L’unica cosa che posso fare è dirvi che i tempi di Depeche Mode e NIN sono finiti ma se proprio volete fare un tuffo in questo mondo sintetico e volete farlo con un disco freschissimo, lasciate stare The City that Disappears e le contaminazioni industriali e provate con cose tipo Singles dei Future Islands.
Phoenix – Bankrupt!
Ci si aspettava dal nuovo disco dei francesi Phoenix, “Bankrupt!” – come del resto aveva accennato Thomas Mars in un rotocalco inglese – uno sfolgorante gioco di prestigio programmatico, grandi rivelazioni sperimentali se non addirittura tecnicismi d’alta ingegneria sonora, quando poi, una volta scartato dalla confezione, è sì un bel disco ma della consueta cotta, leggermente votato su territori sintetici e con la smorfia gentile della wave e delle sensibilità kraut, ma nessuna trascendentale svolta da annotare sull’almanacco degli immensi capogiri.
Sostanzialmente un pop-tune dalle infinite possibilità di scavare palinsesti radio, ma se ci vogliamo proprio attenere al mero brivido d’ascolto, il nuovo disco è lineare alle loro produzioni che lo hanno preceduto, composizioni aerobiche che passano come brume autunnali, qualche seduzione ad arrembare atmosfere clubbing e delicatezze dal sapore decisamente europeo, e se vogliamo lanciarsi in azzardati commenti, pure somigliante al predecessore Wolfgang Amadeus Phoenix quasi in maniera imbarazzante, ma che comunque – potremmo parlare per ore e ore – funziona benissimo specialmodo quando si associa la musica dei Phoenix con i groove pubblicitari urbani; membri della compagine francese che ha portato nel mondo le convulsioni di Daft Punk, Air, Justice, la formazione di Versailles ha sempre saputo giocare la carta del velluto sonoro, quella felice derivazione a metà strada tra equilibrio e ristagno, l’additivo preciso per non cadere mai nel pop terragnolo, quello attaccato alle facilonerie da classifica, ma si è sempre mantenuto candido e alto sulla media, poi non sempre ci si è riusciti, ma senza dubbio una band che- per quanto riguarda il passato prossimo ha irretito abbastanza – poi da qui al dopo chissà.

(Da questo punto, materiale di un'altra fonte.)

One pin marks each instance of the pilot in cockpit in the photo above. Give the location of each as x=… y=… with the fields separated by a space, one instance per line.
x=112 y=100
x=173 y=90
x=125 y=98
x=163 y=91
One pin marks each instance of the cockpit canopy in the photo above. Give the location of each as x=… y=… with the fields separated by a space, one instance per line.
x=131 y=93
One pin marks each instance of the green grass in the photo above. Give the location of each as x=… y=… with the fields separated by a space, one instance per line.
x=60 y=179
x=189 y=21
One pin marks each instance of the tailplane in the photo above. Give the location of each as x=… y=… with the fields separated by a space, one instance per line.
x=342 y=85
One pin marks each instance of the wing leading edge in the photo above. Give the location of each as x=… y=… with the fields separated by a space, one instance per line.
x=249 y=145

Disco di contrasti e confronti, come nelle circonferenze oriental oriented “Entertainment”, nei radenti ventilati “S.O.S. in Bel Air”, al centro dello strumentale nordico della titletrack, l’R’N’B che tinge la bella “Chloroform” o – se ci si vuole sentire leggeri come una piuma – aggrappati alla sintonia poppyes di “Oblique City”, poi tutto quello che può alimentare le suggestioni di un ascolto tutto sommato piacevole – ripeto senza nessuna rivoluzione interna – lo si trova nel resto della list, che se anche aggiunge poco valore alla storia della band, perlomeno la mantiene.